Use surveys to support product/service launches

Contrarian and compelling results are great, but if they undermine business objectives the survey is rendered useless. For example, let’s say your company is in the process of developing or launching a new Cloud-based mobile videoconferencing solution for small businesses and want to conduct a survey showing that the small business market is demanding this type of product. Be sure to have enough knowledge of the market to surmise whether it is ready for the solution, because if survey results come back and are underwhelming, you will likely not want to externalize that data.

A better way to approach this scenario is to flip the questions and focus on what this market is looking for in a mobile videoconferencing solution from a price, features, and functionality perspective. This strategy not only generates less threatening results, but also provides valuable intelligence to ensure your product matches what the market is looking for.

 

For survey questions, KISS (Keep it simple, stupid)

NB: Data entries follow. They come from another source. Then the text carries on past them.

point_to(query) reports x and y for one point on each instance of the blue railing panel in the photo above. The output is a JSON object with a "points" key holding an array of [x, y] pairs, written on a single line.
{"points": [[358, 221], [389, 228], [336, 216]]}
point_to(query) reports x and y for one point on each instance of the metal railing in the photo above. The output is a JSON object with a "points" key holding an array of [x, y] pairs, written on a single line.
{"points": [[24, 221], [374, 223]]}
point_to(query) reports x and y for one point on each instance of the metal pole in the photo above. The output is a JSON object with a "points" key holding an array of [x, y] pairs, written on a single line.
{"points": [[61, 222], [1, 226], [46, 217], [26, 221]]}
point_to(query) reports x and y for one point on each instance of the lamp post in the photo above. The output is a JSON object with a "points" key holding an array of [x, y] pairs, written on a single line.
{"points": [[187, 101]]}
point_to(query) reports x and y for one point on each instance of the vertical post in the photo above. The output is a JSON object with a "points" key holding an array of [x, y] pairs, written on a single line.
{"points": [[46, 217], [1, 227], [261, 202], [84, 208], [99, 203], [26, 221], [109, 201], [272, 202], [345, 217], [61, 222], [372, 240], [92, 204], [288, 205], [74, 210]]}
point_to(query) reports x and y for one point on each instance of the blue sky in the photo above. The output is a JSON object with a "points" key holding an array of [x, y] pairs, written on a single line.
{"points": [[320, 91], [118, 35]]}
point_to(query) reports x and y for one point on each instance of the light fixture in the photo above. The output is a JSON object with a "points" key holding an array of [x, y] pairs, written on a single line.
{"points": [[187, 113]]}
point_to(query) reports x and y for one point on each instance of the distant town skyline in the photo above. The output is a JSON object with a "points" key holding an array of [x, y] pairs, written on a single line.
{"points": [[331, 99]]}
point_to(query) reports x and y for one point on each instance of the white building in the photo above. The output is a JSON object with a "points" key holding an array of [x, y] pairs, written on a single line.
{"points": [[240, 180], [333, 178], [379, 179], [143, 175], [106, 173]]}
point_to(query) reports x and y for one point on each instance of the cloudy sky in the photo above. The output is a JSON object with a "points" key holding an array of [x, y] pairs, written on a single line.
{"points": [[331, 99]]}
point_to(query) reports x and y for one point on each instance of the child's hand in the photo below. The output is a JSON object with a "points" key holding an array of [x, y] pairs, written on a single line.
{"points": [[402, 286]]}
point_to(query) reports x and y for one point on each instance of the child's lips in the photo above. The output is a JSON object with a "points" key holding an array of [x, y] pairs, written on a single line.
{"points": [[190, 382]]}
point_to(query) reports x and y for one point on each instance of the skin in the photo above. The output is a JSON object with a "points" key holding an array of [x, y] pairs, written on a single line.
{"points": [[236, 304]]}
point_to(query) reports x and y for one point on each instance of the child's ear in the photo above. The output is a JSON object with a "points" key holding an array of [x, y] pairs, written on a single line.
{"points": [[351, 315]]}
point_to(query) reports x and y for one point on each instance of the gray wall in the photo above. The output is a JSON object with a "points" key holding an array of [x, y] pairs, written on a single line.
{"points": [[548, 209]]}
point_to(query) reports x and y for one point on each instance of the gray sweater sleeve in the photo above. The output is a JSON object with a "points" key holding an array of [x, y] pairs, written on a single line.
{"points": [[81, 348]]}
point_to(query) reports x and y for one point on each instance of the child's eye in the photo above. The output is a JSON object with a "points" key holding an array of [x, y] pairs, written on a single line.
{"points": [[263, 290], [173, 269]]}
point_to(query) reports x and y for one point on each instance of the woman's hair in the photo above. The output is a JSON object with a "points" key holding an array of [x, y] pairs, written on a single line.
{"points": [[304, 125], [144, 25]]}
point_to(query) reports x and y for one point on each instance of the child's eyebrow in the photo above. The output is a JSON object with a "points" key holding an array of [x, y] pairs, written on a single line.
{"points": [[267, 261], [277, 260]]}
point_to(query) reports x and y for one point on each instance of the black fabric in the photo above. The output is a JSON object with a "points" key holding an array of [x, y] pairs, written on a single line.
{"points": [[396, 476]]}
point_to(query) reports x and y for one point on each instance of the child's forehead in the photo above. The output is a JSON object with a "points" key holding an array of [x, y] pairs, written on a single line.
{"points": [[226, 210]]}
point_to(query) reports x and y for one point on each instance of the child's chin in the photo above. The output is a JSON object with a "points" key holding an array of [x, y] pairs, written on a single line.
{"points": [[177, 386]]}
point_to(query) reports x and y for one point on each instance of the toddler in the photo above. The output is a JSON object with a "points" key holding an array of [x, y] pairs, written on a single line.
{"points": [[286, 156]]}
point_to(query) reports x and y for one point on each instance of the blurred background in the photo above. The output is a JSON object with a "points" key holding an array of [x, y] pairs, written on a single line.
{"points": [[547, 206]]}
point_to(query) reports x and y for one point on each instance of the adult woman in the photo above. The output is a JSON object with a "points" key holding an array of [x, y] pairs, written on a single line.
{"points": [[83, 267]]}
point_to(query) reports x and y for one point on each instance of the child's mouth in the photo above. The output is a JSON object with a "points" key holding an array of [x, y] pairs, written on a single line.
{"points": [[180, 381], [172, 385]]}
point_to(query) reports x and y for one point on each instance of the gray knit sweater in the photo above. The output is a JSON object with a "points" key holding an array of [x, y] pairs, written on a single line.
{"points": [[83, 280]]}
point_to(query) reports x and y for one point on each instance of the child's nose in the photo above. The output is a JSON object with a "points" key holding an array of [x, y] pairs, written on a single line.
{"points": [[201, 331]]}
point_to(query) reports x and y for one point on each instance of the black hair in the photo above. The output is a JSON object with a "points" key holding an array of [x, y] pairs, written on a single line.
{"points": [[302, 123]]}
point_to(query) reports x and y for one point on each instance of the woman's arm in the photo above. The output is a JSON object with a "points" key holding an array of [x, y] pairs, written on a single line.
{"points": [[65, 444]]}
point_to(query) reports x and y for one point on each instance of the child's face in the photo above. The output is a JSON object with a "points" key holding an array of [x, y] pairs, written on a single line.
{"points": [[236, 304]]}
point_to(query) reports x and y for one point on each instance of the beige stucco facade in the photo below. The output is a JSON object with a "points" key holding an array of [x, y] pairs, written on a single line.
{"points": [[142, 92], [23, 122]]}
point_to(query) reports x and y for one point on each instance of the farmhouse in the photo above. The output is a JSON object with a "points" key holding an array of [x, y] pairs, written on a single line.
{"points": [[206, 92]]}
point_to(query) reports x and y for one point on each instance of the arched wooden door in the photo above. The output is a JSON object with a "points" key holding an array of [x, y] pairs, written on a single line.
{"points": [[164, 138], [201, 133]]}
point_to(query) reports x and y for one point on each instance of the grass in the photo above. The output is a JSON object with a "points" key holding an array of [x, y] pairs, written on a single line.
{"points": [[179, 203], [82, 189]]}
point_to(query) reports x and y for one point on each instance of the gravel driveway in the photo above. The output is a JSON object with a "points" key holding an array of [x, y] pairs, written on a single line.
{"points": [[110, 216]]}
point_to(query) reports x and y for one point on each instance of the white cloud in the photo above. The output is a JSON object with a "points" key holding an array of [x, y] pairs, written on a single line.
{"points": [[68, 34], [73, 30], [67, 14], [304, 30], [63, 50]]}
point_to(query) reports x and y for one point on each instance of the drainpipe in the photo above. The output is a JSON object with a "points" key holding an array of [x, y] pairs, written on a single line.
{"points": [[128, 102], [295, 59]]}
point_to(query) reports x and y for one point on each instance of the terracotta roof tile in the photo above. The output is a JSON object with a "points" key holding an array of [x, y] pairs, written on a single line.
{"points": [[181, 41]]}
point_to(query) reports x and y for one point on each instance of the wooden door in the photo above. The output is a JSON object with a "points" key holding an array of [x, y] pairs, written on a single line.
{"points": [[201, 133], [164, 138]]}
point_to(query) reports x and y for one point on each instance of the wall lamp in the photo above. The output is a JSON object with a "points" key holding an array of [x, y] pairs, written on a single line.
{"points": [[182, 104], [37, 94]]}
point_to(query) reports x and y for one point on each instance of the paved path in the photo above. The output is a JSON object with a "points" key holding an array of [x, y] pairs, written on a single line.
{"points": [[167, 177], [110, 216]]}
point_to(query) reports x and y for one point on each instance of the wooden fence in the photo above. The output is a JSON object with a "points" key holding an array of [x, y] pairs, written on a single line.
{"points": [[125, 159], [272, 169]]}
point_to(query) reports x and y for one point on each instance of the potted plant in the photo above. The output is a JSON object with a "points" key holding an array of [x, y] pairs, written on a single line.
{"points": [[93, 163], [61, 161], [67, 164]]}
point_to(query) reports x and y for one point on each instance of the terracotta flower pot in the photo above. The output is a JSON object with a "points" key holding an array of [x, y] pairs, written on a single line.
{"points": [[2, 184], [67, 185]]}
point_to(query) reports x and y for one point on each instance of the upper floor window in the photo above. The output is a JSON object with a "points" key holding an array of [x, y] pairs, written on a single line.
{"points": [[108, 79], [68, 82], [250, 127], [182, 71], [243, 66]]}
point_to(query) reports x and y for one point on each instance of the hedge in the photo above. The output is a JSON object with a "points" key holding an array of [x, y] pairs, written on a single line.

A key objective of a survey is to generate deep, meaningful results. That said, the more complex the Q&A, the more difficult it can be to communicate survey results to the media. For example, let’s say you ask the following question: “One-third of executives who have been in their position more than five years have strong compliance measures in place.” These results are a tough sell because they introduce multiple data points and filtering into a single response, and it is unclear if this filtering even has any added significance. Develop questions that will generate clean, easy to consume data points that a reporter, analyst, business decision maker or the lay consumer can relate to.

 

Make data more ‘consumable’ with infographics

While there will always be an audience receptive to deep, granular survey data, most individuals do not have the time or wherewithal to sift through pages of text and numbers – no matter how compelling the results are. Instead, marketers are seeing better traction when the data is presented through engaging, visual infographics. Images and videos are used ‘tell a story’ through the data that can be consumed quickly and easily. Infographics also allow organizations to imprint their brand look and feel with the data, and direct audiences visually to data points that you feel are most significant or beneficial to broader story.

 

Go one step further with ‘snackable’ graphics

In the era of social media, even some larger visuals are not optimal for the condensed content formats of Twitter, Facebook, LinkedIn and Vine. To ensure that survey data can be easily communicated via social channels, create ‘snackable’ or ‘bite-sized’ graphics that are scaled down to a more shareable format. These graphics are sized to remove the extra step for consumers of the graphic to have to click on a lick or navigate to the full-sized graphic.

 

Use survey results to anchor thought leadership

Sure, many organizations conducting a survey might build a white paper or report around the date and put out a press release, but this leaves several other opportunities on the table. Don’t be the organization that spends $50,000 on a survey, has the results come in, and only then asks what they are going to do with the data.

If the results tell a strong story, extend the life of the results by building content around the data, such as byline articles that can be placed in target publications, webinars, conference speaker entries, and slideshare.

 

Create a home for your survey

Depending on budget and ultimate objectives, there is value in creating a digital home for your survey to live at for an indefinite period of time. If the survey is unique enough in nature, it is not uncommon for the data to be cited by press, analysts, and even other companies for weeks and months after the survey is released. If organic search leads individuals to a landing page that is dynamically updated with complementary and current information – rather than routing searchers to a dated, static press release – the benefits of the survey can have a long shelf life.

This digital home can include other types of content referenced in this column, such as infographics, white papers, byline articles and videos that support the data or relate to it.